Turney said the All Saints congregation was going to do a pollinator garden, regardless, but were able to kick start the project with the grant from CLMCD.

Turney and I worked with Northern Natives Nursery to complete our pollinator projects. My garden was installed on August 26, and the All Saints garden was installed beginning September 8.

The Newberry-based Northern Natives got permits from the state to gather seeds of native plants from the area, then planted and propagated them so the native plants can be installed in local landscapes.

Northern Natives, led by Ken Kerkhof and Joth Colefax, operate out of a few acres of land just west of the Newberry Country Club’s back nine on M-28.

Kerkhof would like homeowners to reconsider what should grow on their property. Rather than buying a large sack of fescue grass seeds at home improvement stores, plant native grasses and flowers.

“We’ve worked with the conservation district coming on seven years now,” Kerkhof said. “One of the largest things we’ve espoused has been the absolute need to establish native vegetation. I like to say we create nuclei. We create these cultivation centers that would allow seed to be dispersed, to expand on the growing areas.”

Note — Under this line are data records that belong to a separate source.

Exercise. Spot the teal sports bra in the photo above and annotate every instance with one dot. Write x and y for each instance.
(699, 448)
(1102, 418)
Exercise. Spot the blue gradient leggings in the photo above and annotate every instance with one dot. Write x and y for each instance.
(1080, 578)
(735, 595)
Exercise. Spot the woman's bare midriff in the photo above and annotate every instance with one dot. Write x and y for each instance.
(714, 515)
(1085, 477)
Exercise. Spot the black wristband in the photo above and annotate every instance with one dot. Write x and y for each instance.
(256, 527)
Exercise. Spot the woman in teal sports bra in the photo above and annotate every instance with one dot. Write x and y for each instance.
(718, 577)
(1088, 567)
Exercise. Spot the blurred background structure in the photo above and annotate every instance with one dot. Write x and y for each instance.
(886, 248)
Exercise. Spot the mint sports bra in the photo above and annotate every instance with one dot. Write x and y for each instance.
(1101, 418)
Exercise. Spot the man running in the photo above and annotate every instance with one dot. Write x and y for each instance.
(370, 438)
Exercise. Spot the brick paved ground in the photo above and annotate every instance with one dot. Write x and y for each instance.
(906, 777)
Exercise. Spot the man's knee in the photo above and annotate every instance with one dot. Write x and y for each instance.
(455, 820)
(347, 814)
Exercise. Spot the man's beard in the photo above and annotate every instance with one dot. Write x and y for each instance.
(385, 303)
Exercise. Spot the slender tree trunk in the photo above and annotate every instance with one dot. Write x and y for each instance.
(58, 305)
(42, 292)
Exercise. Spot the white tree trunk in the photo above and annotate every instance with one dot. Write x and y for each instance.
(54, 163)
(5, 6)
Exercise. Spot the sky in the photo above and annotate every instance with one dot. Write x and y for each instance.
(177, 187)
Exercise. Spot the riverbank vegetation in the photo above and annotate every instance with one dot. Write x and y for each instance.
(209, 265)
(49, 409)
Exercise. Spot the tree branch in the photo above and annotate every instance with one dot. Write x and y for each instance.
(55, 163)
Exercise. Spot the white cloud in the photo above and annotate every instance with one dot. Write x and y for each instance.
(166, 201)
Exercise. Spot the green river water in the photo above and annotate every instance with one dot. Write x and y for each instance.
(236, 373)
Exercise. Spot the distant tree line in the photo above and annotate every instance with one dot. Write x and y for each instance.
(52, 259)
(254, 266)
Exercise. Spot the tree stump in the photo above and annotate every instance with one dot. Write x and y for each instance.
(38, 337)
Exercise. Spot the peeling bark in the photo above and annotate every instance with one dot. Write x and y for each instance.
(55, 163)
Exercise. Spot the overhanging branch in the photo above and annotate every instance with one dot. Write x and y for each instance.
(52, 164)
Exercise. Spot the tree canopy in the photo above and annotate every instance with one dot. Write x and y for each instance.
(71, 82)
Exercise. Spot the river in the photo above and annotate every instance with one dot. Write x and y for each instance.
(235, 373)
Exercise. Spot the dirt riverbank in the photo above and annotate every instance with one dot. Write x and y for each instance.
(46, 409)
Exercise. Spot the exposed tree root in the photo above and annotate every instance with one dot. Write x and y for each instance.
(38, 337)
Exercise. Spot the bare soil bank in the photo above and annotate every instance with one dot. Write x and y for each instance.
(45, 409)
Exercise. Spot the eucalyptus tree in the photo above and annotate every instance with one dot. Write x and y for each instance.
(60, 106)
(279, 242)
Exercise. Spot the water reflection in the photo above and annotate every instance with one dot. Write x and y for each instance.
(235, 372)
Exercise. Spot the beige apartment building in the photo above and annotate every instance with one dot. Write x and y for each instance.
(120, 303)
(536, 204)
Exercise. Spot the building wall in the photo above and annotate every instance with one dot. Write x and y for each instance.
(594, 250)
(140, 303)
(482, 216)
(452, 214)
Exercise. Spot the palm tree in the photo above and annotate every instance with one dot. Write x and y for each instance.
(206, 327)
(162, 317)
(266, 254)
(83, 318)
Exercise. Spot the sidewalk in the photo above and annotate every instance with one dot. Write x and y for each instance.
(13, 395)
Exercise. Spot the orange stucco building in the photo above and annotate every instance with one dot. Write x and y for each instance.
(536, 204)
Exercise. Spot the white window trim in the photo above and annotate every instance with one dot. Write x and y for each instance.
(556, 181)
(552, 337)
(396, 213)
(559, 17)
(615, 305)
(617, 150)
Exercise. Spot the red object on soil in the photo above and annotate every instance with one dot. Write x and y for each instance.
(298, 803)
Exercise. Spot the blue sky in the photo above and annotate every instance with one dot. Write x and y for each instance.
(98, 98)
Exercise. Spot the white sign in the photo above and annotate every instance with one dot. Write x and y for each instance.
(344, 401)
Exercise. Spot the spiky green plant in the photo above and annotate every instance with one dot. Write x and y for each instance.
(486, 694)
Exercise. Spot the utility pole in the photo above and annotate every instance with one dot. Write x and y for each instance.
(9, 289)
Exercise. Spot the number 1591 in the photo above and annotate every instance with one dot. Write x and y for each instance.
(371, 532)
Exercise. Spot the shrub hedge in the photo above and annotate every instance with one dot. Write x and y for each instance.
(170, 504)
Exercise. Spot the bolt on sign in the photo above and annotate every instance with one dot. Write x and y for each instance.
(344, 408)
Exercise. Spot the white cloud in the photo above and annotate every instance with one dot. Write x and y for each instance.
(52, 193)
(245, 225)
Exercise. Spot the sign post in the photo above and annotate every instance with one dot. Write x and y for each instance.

The CLMCD also focuses on removing invasive species, a task Kerkhof sometimes assists with. While it’s imperative to remove the invasives, putting beneficial – hopefully native – plants in their place is a necessary second step.

“I’ve always espoused to fill the void,” Kerkhof said. “When you do treatment, you need to add natives to start reestablishing that base.”

Kerkhof said partnering with the CLMCD and local conservation enthusiasts was a natural fit.

“I know you’re passionate about it,” he said. “It was synergistic on all levels. It gave us work we desperately needed, and gave you guys aesthetic beauty, and some things that are going to be beneficial if you garden at all for fruits and vegetables. The native plants will increase that output because you’ll get more pollinators coming in, hitting that, and they’ll find those other plants.”

Kerkhof said Northern Natives is preparing to sell native plants at retail outlets next season, like farmers markets, and hopes word will continue to spread about the importance of fostering native plants to assist bees and other pollinators.